Total chicken slaughter for the week ending September 19th fell 2.7% from the year prior, but bird weights remain record heavy for this time of year. The six-week total of ready-to-cook (RTC) broiler production is down just 0.2% from a year ago, and tighter production schedules appear to finally be underpinning prices. USDA leg quarter prices have risen but remain at multi-year lows. Breast meat prices are declining, seasonally, and tender prices likely put in a top, as well.  Chicken wing prices remain firm ending last week over the $2.100/lb. and are the costliest since 2017. Tighter production schedules should continue to support the chicken wing markets in the near term.


Beef production picked up last week, with the week to date total, at 546.6 million pounds, up 1.2% (w/w) and 2.0% more than last year. Packers look to be trying to cement the seasonal low on the wholesale beef markets, with last week’s USDA Choice cutout rising modestly from the week prior. The middle meats are appreciating, with the trim and grinds contributing to the higher move, as well. While this price upswing is a few weeks ahead of seasonal expectations, increases may carry well into late October to early November. Domestic 90s prices are weakening, and additional downside is likely deep into the fall.



Lighter year-over-year pork production, at 552.6 million pounds last week, continued to support the wholesale pork markets. Belly and ham prices have been the largest benefactors of the recent strength, with bellies closing last week in the $1.500 area while the ham primal has more than doubled since early August. Exports remain active, and the most recent Hogs and Pigs report confirmed expectations for smaller out-front farrowing intentions. But market hog availability was reportedly larger than the trade was expecting. Q4 pork output may fade.

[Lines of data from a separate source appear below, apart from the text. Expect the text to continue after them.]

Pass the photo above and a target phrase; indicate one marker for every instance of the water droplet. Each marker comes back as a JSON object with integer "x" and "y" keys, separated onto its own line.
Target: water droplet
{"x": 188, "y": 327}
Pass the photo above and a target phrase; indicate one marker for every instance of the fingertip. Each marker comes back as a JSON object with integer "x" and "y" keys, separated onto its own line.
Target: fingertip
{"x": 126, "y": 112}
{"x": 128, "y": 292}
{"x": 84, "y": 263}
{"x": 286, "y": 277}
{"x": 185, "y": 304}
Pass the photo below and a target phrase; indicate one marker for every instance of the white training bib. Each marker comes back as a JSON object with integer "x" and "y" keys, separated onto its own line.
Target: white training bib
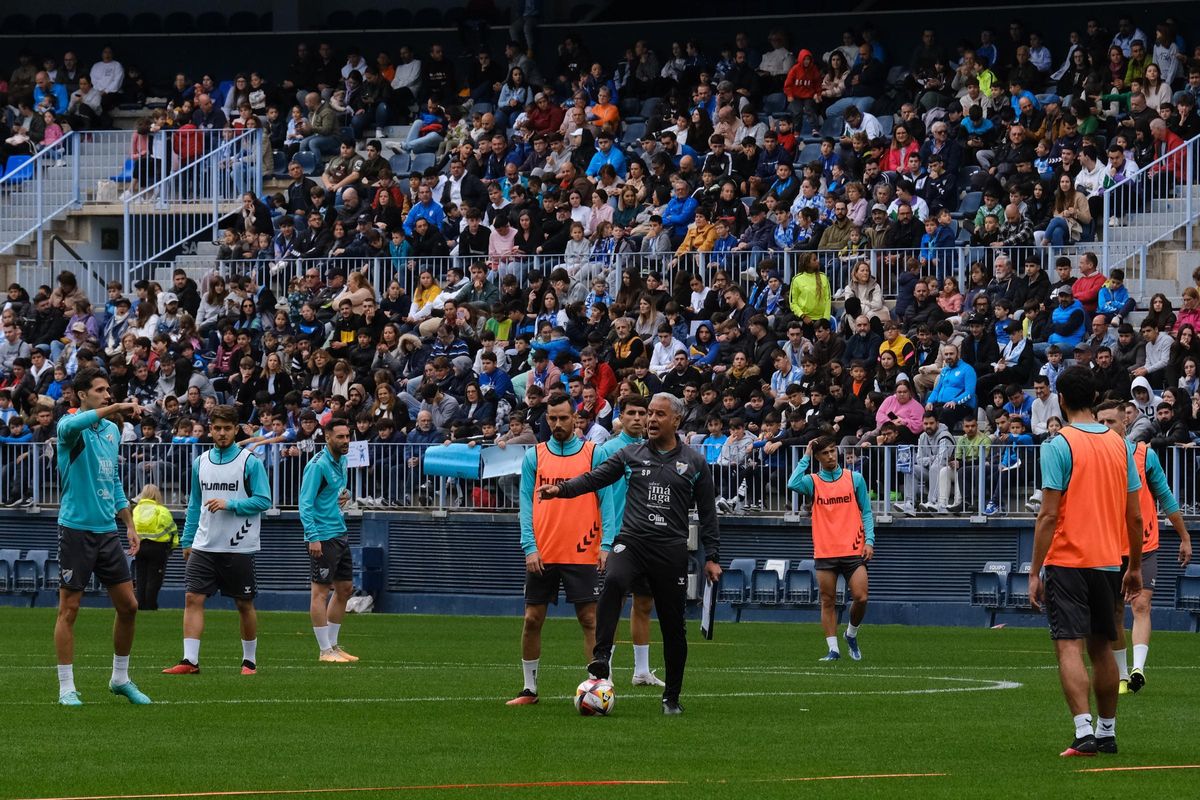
{"x": 222, "y": 531}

Foodservice activity has continues to expand, however that expansion has slowed considerably during the late summer and early fall.  Thus, recovery in demand for seafood products including salmon and shrimp may stall in the coming weeks.  This should mitigate any upside in seafood prices during the early Fall.  That said, the risk in these markets for 2021 could be to the upside.






Adverse weather continues to shorten lettuce supplies.  Iceberg lettuce shipments as of late have been tracking 9% below year ago levels.  Further, the quality has been erratic.  The iceberg lettuce market has risen sharply during the last few weeks as a result.  Lettuce prices are expected to remain firm in the near term.  However, demand is likely to back off considerably at these prices levels which could temper any further market upside potential.  The tomato markets have recently firmed and may remain so in the near term as well.






CME cheese block prices showed signs of weakening last week while cheese barrel prices found some support. Still, the cheese block price premium over barrels remains historically large. Per the USDA, August cheese inventories were up 1.0% (y/y) but the monthly drawdown was below the five-year average.  Expect the cheese markets to remain volatile. CME spot butter prices averaged higher last week (w/w) and are the lowest for September since 2013. August ending butter stocks were 22% larger than the prior year and it was the first August build since 1990.




The wheat markets have been erratic for most of the last few months with the higher protein classes of wheat trading below the low protein classes at times.  Due in part to changing world trade patterns over the last several years, the typical premium for protein in wheat is likely to remain minimal.







Last week’s national average retail diesel fuel price was $2.404/gal. which was 19.5% less expensive than the same week last year and the lowest for September in four years.  This is good news for food service shipping costs, but diesel fuel prices could appreciate if the U.S. economy continues to improve this fall.